فَمَن يُرِدِ اللَّـهُ أَن يَهْدِيَهُ يَشْرَحْ صَدْرَهُ لِلْإِسْلَامِوَمَن يُرِدْ أَن يُضِلَّهُ يَجْعَلْ صَدْرَهُ ضَيِّقًا حَرَجًا كَأَنَّمَا يَصَّعَّدُ فِي السَّمَاءِ
Barangsiapa yang Allah menghendaki akan memberikan kepadanya petunjuk, niscaya Dia melapangkan dadanya untuk (memeluk agama) Islam.
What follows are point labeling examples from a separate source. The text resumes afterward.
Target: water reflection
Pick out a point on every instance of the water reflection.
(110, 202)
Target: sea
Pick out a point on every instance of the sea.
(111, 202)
Dan barangsiapa yang dikehendaki Allah kesesatannya, niscaya Allah menjadikan dadanya sesak lagi sempit, seolah-olah ia sedang mendaki langit
Al-An'am 125
يُضِلُّ بِهِ كَثِيرًا وَيَهْدِي بِهِ كَثِيرًا
Dengan perumpamaan itu banyak orang yang disesatkan Allah, dan dengan perumpamaan itu (pula) banyak orang yang diberi-Nya petunjuk
Al-Baqarah 26
- Hadist berikut menggambarkan Tuhan bagaikan sebuah "cermin". Seakan apa yang dilakukan manusia, demikian pula Tuhan akan melakukan. Kalau hadist tersebut dipahami secara harfiah, maka enaklah manusia. Tinggal bermodal "prasangka", maka semua keingingannya dapat terwujud!
أَنَا عِنْدَ ظَنِّ عَبْدِى بِى
Aku sesuai dengan persangkaan hamba pada-Ku”. (Muttafaqun ‘alaih)
- Hadist berikut menyebutkan bahwa ridha Tuhan "disandarkan" tidak kepada orang yang bersangkutan tetapi pada ridha kedua orang tua.
رِضَى الرَّبِّ فِي رِضَى الوَالِدِ، وَسَخَطُ الرَّبِّ فِي سَخَطِ الْوَالِدِ
Ridha Allah tergantung pada ridha orang tua dan murka Allah tergantung pada murka orang tua. Hakim, ath-Thabrani.
Kata kuncinya adalah menggali dan mencari tahu untuk kemudian diikuti apa yang dikehendaki dan apa yang tidak dikehendaki Tuhan.
- Dalam mengimani takdir sebagai bagian dari rukun iman diikuti penjelasan bahwa takdir Allah swt meliputi segala hal yang baik dan yang buruk.